By Marshall Honorof
Upgrade your computer's CPU with some tools and a little know-how
If you built your PC from scratch, then upgrading your central processing unit (aka processor, or CPU) shouldn't present too much of a challenge — just reverse the steps you used to install it. However, if you purchased a pre-built gaming desktop, or had some help from a more tech-savvy friend, rooting through your computer's guts to swap out its very heart may sound downright daunting.
The good news is that swapping out a CPU is not very difficult, provided you have all the right information and tools at your disposal. In fact, there's a good chance you'll spend more time prepping for the process than you will spend actually upgrading the processor. With that in mind, here are a few simple steps for choosing and installing a brand-new CPU for your favorite gaming or productivity PC.

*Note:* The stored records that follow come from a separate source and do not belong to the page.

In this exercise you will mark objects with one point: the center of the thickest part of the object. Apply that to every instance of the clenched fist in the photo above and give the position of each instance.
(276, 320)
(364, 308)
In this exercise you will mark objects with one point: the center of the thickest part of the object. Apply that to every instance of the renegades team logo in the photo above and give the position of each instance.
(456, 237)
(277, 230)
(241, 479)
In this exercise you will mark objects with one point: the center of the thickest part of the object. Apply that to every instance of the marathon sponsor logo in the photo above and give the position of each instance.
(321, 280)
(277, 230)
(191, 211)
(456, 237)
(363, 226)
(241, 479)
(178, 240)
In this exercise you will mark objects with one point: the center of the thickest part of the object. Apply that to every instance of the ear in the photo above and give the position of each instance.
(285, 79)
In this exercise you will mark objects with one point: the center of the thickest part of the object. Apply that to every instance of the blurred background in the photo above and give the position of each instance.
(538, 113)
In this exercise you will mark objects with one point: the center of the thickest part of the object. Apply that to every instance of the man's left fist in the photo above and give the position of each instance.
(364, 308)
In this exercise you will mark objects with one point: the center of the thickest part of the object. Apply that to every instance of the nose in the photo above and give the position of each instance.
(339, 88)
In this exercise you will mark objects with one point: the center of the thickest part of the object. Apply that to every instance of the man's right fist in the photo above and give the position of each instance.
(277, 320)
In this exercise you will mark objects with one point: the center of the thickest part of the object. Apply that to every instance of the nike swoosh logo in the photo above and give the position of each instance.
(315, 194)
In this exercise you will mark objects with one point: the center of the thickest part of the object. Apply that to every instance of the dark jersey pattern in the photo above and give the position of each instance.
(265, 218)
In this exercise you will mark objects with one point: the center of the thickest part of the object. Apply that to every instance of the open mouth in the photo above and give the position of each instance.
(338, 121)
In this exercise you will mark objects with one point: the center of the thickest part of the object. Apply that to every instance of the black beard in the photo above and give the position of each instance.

- Buy one of the best gaming desktops
- Play the best PC games
- See how to benchmark your graphics card
Bear in mind that we took these photos with an Intel processor; installing or replacing an AMD processor will involve a slightly different process.
1. Ensure that your CPU is compatible with your motherboard.
Nothing will stop your CPU upgrade in its tracks faster than finding out that your computer can't support your new processor. The bad news is that this requires a lot of research up front to confirm what will and won't work; the good news is that there are lots of resources online to help you with that research.
The best tool I've found in my search is a site calledCPU-Upgrade. This resource lets you look up your motherboard, then examine which Intel and AMD chips will work with it. The site isn't 100% complete — there are no Lenovo/Skybay motherboards listed, for instance — but it's an excellent place to start your search.
And yes, it's going to look a little imposing, because there are about 1,000 variables that go into motherboard/CPU compatibility. My best advice is just to dive in and stick to the broad strokes. Are your motherboard and CPU compatible? Good! Then you don't need to sweat the minutiae.
For the record, in order to find out what kind of motherboard you have, go into the Windows search bar and type "msinfo32." This will bring you to the System Information panel, where you'll find BaseBoard Manufacturer (e.g., ASUS) and BaseBoard Product (e.g., P7P55 WS SUPERCOMPUTER).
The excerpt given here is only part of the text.